DLA+INT8 compiled engine doesn't produce meaningful results

sarperyurttas36 · December 13, 2024, 12:05pm

Hi Everyone,

Hardware: Jetson Orin NX 16 GB, Jetpack 5.1.1.
TensorRT version: 8.5.2

I’m trying to utilize DLA in my deepstream application so compiled a DLA enabled TensorRT engine trtexec. When I compile the engine with DLA+IN8, I get meaningless results whilst DLA+FP16 or GPU+INT8 combinations working perfectly. If it’s fixed in next versions of TensorRT, I would still need a solution for this specific version.

To compile the engines:

GPU+INT8

trtexec --onnx=/workspace/engine-dev/yolov6n_bd_1088x1920.onnx \
        --shapes=input:2x3x1088x1920 \
        --saveEngine=model_gn.engine \
        --exportProfile=model_gn.json \
        --fp16 \
        --int8 \
        --calib=/workspace/engine-dev/yolov6n_bd_1088x1920.cache \
        --useSpinWait \
        --separateProfileRun > model_gn.log

DLA+INT8

trtexec --onnx=/workspace/engine-dev/yolov6n_bd_1088x1920.onnx \
        --shapes=input:2x3x1088x1920 \
        --saveEngine=model_gn.engine \
        --exportProfile=model_gn.json \
        --fp16 \
        --int8 \
        --calib=/workspace/engine-dev/yolov6n_bd_1088x1920.cache \
        --useDLACore=0 \
        --allowGPUFallback \
        --useSpinWait \
        --separateProfileRun > model_gn.log

DLA+FP16

trtexec --onnx=/workspace/engine-dev/yolov6n_bd_1088x1920.onnx \
        --shapes=input:2x3x1088x1920 \
        --saveEngine=model_gn.engine \
        --exportProfile=model_gn.json \
        --fp16 \
        --useDLACore=0 \
        --allowGPUFallback \
        --useSpinWait \
        --separateProfileRun > model_gn.log

Results I get:

GPU+INT8

DLA+INT8

DLA+FP16

AastaLLL · December 16, 2024, 3:01am

Hi,

We want to reproduce this issue in our environment to check it further.
Could you share the model and the python script you print out the result with us?

Thanks.

sarperyurttas36 · December 16, 2024, 10:05am

Hi AastaLLL,
Thanks for your prompt response. I’ve sent you the files to reproduce this issue.

Best regards

AastaLLL · December 18, 2024, 8:26am

Hi,

Thanks, we will give it a try and let you know the following.
Thanks.

AastaLLL · December 20, 2024, 3:54am

Hi,

We want to test this issue with our latest software.
Are you able to generate the calibration cache with JetPack 6.1 & TensorRT 10.3 and share it with us?

Thanks.

sarperyurttas36 · December 20, 2024, 12:20pm

Hi, I currently don’t have any devices with that version. I need to flash it first. I will let you know when it’s ready.

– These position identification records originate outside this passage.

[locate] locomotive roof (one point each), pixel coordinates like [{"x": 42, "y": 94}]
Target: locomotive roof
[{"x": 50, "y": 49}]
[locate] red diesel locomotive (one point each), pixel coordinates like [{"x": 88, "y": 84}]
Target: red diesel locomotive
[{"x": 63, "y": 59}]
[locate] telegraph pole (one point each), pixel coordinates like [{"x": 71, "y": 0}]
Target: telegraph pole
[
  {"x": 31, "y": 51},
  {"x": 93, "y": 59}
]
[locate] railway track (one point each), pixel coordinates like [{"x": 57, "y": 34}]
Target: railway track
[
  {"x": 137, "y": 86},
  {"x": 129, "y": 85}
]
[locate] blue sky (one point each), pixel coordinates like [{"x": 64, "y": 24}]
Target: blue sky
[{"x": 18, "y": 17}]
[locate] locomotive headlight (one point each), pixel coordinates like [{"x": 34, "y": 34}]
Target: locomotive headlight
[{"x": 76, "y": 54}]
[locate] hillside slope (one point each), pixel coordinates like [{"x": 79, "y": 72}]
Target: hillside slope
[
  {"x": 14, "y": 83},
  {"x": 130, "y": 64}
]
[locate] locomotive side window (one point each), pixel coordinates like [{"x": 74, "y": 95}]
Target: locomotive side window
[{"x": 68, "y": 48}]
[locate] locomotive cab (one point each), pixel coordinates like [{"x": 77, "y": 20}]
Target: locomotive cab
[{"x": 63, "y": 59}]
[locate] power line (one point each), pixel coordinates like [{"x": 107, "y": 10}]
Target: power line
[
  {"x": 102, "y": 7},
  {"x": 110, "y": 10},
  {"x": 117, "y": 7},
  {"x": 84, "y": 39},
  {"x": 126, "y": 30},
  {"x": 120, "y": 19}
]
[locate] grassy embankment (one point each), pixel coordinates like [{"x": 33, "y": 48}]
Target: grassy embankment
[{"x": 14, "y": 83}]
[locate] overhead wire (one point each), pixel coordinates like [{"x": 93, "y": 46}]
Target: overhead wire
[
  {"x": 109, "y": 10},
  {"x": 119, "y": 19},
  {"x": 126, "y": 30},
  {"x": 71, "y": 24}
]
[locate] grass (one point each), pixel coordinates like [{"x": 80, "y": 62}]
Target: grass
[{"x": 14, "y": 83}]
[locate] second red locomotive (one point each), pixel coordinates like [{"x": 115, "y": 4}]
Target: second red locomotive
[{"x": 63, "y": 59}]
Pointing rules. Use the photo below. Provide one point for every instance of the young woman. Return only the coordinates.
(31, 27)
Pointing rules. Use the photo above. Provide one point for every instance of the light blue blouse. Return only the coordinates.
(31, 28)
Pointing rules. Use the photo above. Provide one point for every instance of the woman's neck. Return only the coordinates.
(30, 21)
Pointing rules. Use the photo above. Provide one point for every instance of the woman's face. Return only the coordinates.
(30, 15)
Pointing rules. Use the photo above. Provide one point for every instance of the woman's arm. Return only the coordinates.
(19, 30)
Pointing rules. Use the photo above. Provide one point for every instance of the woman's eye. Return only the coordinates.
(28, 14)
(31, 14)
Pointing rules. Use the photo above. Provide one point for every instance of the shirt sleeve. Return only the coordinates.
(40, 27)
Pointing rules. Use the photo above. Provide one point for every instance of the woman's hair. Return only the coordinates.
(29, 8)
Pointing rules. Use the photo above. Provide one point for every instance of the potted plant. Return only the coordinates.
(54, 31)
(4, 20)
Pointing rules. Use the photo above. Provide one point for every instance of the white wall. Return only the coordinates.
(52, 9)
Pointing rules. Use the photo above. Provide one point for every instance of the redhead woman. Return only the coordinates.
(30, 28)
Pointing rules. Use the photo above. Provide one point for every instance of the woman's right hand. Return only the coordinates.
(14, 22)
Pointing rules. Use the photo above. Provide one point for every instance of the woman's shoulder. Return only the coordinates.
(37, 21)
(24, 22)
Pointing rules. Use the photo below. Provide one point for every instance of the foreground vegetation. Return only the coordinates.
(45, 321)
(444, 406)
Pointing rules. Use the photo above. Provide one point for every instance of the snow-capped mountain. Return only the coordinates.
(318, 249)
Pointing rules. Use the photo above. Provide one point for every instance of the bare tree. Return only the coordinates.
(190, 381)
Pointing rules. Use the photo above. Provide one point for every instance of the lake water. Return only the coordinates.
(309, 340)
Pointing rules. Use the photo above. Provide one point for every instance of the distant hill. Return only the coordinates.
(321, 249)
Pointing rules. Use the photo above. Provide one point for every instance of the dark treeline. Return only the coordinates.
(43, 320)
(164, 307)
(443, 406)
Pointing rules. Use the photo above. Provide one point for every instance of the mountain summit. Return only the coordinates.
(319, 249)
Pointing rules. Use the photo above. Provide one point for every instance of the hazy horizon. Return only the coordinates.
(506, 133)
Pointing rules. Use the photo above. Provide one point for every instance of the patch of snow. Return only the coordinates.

sarperyurttas36 · December 23, 2024, 12:59pm

Hi @AastaLLL,

Apparently, INT8 calibration is changed in TensorRT 10.3 so my scripts don’t work. I need to figure it out first.

This post has the same issue with me. They solved the issue by using a model optimizer however it doesn’t apply to my model (yolov6).

github.com/NVIDIA/TensorRT

INT8EntropyCalibrator2 implicit quantization superseded by explicit quantization

opened 11:56PM - 23 Aug 24 UTC

adaber

triaged

## Description Hi, I have been using the INT8 Entropy Calibrator 2 for INT…8 quantization in Python and it’s been working well (TensorRT 10.0.1). The example of how I use the INT8 Entropy Calibrator 2 can be found in the official TRT GitHub repo ([TensorRT/samples/python/efficientdet/build_engine.py at release/10.0 · NVIDIA/TensorRT · GitHub](https://github.com/NVIDIA/TensorRT/blob/release/10.0/samples/python/efficientdet/build_engine.py)) The warning I’ve been getting starting with TensorRT 10.1 is that the INT8 Entropy Calibrator 2 implicit quantization has been deprecated and superseded by explicit quantization. I’ve read the official document on the difference between the implicit and explicit quantization processes ([Developer Guide :: NVIDIA Deep Learning TensorRT Documentation](https://docs.nvidia.com/deeplearning/tensorrt/developer-guide/index.html#intro-quantization)) and they seem to work differently. The explicit quantization seems to expect a network to have QuantizeLayer and DequantizeLayer layers which my networks don’t. The implicit quantization can be used when those layers are not present in a network. Therefore, I am confused about how the implicit quantization can be superseded by the explicit quantization since they seem to work differently. So, my question is **what needs to be modified in the standard INT8 Calibrator 2 quantization method ([TensorRT/samples/python/efficientdet/build_engine.py at release/10.0 · NVIDIA/TensorRT · GitHub](https://github.com/NVIDIA/TensorRT/blob/release/10.0/samples/python/efficientdet/build_engine.py)) for the deprecation warning not to show up** ? Or **what is the proper way to implement the INT8 Calibrator 2 implicit quantization now that the current one is deprecated ?** Couldn’t find any example using a newer TensorRT version (10.1 and up) Thank you! ## Environment **TensorRT Version**: 10.1 **NVIDIA GPU**: 3090 **Operating System**: Windows 10 **Python Version**: 3.9.19

Is there documentation or guide to calibrate the models with the old way in TensorRT 10.3?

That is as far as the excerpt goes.